What do you think when you hear phrases like Manifest Destiny, Oregon Trail, the West? Do you picture gunfights, cowboys, and rugged individualists?
You can thank the entertainment industry for those images.
Chances are that yesterday during Labor Day, many across America and the world watched a Western genre movie. Films such as “High Noon,” “Open Range,” “Unforgiven,” “The Good, The Bad, and The Ugly,” and my favorite “Once Upon A Time in the West” involve gunfights, sweet-talking, ladies, prostitutes, and lots of dirt. In reality, the Western frontier did have all these things (especially the dirt), but not on such a grand scale (except for maybe the dirt). Many towns outlawed guns and lived a tame life on the frontier taking care of their land, cattle, or their place of business. Most frontiersmen never saw a bullet-wounded cowboy fall from the roof of the general store that his gang was trying to rob.
So then, where did these intricate, highly entertaining, gunfight stories come from? Well, John Wayne certainly did not drum all of them up. During the expansion of America and the heart of frontier living, there was no TV, Xbox, or Internet. (How did they live?!). A popular form of entertainment (that still exists today) was reading. The stories of life on the frontier came from newspapers and books. However, they were not always entirely true (sort of like the Hollywood “based on” movies).

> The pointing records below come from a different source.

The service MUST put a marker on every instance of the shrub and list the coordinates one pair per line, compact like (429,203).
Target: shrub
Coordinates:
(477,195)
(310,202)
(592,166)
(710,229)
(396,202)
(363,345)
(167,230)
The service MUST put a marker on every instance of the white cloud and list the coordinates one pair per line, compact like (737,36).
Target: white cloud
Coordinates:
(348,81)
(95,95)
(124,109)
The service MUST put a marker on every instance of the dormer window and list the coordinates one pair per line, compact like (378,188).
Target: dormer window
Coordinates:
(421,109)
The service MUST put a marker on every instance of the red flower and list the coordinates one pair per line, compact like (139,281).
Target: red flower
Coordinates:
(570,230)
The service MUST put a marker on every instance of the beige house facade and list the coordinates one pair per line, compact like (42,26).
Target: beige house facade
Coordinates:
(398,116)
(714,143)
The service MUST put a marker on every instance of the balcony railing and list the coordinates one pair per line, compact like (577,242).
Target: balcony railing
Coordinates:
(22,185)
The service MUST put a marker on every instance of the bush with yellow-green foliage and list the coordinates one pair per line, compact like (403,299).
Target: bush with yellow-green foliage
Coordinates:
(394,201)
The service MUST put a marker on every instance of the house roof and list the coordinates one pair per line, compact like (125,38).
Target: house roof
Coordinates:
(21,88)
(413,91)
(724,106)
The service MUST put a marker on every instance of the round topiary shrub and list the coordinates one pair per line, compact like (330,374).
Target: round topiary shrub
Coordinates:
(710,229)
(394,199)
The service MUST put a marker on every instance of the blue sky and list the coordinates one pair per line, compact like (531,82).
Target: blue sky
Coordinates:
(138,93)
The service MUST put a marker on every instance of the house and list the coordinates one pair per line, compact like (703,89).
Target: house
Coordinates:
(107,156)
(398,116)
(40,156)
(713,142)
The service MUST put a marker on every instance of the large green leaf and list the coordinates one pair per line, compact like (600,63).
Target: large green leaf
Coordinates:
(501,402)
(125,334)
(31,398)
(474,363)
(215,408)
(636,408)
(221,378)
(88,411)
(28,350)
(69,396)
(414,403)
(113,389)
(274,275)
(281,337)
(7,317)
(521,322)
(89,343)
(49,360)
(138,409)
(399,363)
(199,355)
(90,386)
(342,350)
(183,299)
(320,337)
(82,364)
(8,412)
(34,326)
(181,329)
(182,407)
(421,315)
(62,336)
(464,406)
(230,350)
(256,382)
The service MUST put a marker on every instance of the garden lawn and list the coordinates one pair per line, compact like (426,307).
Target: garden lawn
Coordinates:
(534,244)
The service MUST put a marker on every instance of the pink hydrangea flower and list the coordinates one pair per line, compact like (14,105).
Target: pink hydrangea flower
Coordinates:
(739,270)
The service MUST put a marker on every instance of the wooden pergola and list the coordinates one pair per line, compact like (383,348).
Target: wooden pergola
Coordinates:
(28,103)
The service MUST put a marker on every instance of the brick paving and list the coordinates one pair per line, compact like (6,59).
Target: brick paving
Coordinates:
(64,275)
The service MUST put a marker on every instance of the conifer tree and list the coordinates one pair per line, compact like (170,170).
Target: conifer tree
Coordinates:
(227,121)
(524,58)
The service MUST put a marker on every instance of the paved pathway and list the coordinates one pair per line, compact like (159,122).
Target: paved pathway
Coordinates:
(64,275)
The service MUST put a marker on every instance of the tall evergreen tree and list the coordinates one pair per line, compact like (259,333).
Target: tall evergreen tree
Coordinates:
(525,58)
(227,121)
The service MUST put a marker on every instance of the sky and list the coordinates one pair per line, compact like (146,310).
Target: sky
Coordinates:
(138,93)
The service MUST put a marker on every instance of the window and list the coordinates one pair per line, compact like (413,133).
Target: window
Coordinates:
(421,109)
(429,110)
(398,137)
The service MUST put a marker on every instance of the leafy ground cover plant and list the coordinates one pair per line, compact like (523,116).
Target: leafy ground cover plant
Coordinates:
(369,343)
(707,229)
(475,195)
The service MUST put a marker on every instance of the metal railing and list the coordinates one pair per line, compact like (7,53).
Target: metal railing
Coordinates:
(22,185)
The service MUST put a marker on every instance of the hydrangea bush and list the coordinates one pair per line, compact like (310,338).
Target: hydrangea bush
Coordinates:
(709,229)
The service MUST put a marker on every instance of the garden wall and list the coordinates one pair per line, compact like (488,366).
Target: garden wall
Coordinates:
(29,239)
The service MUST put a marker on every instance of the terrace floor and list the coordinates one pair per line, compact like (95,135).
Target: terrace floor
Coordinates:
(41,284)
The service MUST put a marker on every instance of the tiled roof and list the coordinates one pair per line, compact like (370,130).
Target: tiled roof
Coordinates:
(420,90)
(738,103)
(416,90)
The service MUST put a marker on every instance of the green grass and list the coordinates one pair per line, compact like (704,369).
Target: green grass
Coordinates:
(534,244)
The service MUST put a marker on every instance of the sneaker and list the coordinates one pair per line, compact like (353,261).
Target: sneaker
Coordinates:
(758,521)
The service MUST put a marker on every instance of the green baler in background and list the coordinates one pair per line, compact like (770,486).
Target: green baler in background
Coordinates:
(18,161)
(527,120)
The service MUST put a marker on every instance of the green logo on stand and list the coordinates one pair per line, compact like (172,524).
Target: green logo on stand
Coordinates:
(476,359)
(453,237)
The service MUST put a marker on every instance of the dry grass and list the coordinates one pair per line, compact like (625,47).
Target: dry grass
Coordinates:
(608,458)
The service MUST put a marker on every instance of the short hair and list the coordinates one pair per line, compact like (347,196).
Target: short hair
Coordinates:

The books about the West became popular sellers. They sold for a dime a piece and thus, the name “dime novels” was born. Dime Novels shaped the way America saw the West. The authors of these novels knew what would sell: a good story. So stories of cowboy gangs robbing general stores and falling from second floor balconies became a recurring theme. The readers of the 19th century ate those stories up.
A few generations later when moving pictures became popular, the dime novel stories could be acted out. The first Western actually came out in 1903 and is called “The Great Train Robbery.” Throughout the 20th Century, western films would explode in popularity. Now, new generations of Americans were viewing films based on the novels of extravagant stories from the frontier. The films have popularized gunfights that actually happened such as the gunfight at the O.K. Corral (“Tombstone, The Gunfight at the O.K. Corral” for example) in Tombstone, Arizona. You can learn about how little this gunfight actually has to do with Tombstone’s history in a previous blog post here.
The Western films create a view of the American West as a place with dangerous gunfights, Indian encounters, and lots of outlaws. The generations watching these films now view this legacy of the West and the picture of the 18th Century frontier is cemented in their imaginations. The new films that come out about the West add to the rich legacy of the Wild West.